If James Cameron Wants to Make Three “Avatar” Sequels, Then Let Him Make Three “Avatar” Sequels

Put some respeck on his name.

Now, I’m not a proselytizing man, and I swear that I don’t go around bringing up James Cameron everywhere I go, but do you happen to have a moment to talk about our lord and savior James Cameron? I wouldn’t be asking if it wasn’t necessary. If it didn’t have stakes that affect both you and me. But the fact of the matter is: these are serious stakes indeed—and it’s my responsibility to open the floor for an important conversation regarding an important project.

It’s about Avatar—and its reputed three sequels that Cameron was talking about over the weekend at Comic-Con.
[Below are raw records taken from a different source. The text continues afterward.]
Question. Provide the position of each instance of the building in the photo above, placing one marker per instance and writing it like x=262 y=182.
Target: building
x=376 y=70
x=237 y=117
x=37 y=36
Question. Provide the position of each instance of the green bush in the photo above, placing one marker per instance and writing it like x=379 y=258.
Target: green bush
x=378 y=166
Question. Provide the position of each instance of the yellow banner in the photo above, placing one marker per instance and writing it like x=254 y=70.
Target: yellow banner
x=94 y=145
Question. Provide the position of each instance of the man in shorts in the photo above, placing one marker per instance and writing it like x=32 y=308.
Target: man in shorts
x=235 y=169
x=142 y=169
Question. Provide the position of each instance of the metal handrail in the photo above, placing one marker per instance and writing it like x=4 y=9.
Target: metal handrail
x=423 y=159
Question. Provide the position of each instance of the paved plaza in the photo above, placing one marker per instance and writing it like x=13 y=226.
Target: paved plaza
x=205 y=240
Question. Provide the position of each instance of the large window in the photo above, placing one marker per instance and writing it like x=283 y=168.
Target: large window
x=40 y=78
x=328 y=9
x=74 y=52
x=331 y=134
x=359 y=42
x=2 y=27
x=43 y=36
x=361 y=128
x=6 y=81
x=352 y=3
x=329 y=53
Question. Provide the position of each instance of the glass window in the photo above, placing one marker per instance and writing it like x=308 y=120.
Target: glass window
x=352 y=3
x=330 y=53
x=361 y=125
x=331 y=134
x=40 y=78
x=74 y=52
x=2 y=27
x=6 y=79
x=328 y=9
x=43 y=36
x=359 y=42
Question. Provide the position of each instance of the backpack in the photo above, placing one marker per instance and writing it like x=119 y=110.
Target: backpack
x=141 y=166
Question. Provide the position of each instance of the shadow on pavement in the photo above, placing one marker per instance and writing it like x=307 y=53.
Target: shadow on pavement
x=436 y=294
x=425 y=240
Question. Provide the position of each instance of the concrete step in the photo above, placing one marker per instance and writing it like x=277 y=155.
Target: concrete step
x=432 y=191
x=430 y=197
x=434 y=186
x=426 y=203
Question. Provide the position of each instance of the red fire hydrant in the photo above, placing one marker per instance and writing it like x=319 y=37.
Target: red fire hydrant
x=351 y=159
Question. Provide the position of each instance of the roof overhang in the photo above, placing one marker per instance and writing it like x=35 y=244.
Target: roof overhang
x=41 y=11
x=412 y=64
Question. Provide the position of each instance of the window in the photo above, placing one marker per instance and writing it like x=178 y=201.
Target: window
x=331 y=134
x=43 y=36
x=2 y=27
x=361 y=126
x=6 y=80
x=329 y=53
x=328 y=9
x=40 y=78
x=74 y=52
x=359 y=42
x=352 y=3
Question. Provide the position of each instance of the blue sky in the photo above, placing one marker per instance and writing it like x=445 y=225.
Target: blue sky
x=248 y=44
That’s three more films, as in four total, as in probably upwards of eight hours of new storyline tacked onto a movie that was criticized for not even having enough story to fill its initial 2:40 runtime in the first place. Not surprisingly, people are taking the opportunity to wisecrack once again about Pocahontas this, blue alien space monkey that.

But my friends, I ask you today: since when did we, as a public, lose our faith in the greatest blockbuster director of all time? Since when was a resume of Terminator, Aliens, The Abyss, Terminator 2, True Lies, and Titanic not enough to get a lifetime pass? Avatar maybe wasn’t the single finest film ever made, I concede you that, but it was also a hell of a lot better than its popular reputation would imply (critically, the film was actually well received, if you can believe it). And if this man wants to make three more of them, then I say let him.

Fact is, if Avatar represents Cameron’s worst work (besides, of course, the classic debut Piranha Part Two: The Spawning), then he’s still doing pretty damn amazing, relatively speaking, wouldn’t you say? When it comes down to it, I would wager that the Avatar resentment simply stems from a case of unfair expectations…and maybe just a little bit of motion sickness.

In the scope of film history, plenty of high-profile directors have been given a million chances to recover from stumbles far more severe than this (I’m looking in your direction, Ridley Scott). Avatar is a project clearly meant to push the boundaries of blockbuster filmmaking more so than fit the confines of what people are expecting—just the same as T2 was in its day. So what if Cameron didn’t quite reach a new benchmark on the first try? In the words of Dave Chappelle, “He made Terminator.”

Just chill out and let the blue alien space monkeys do their thing. It’ll be fun, I promise.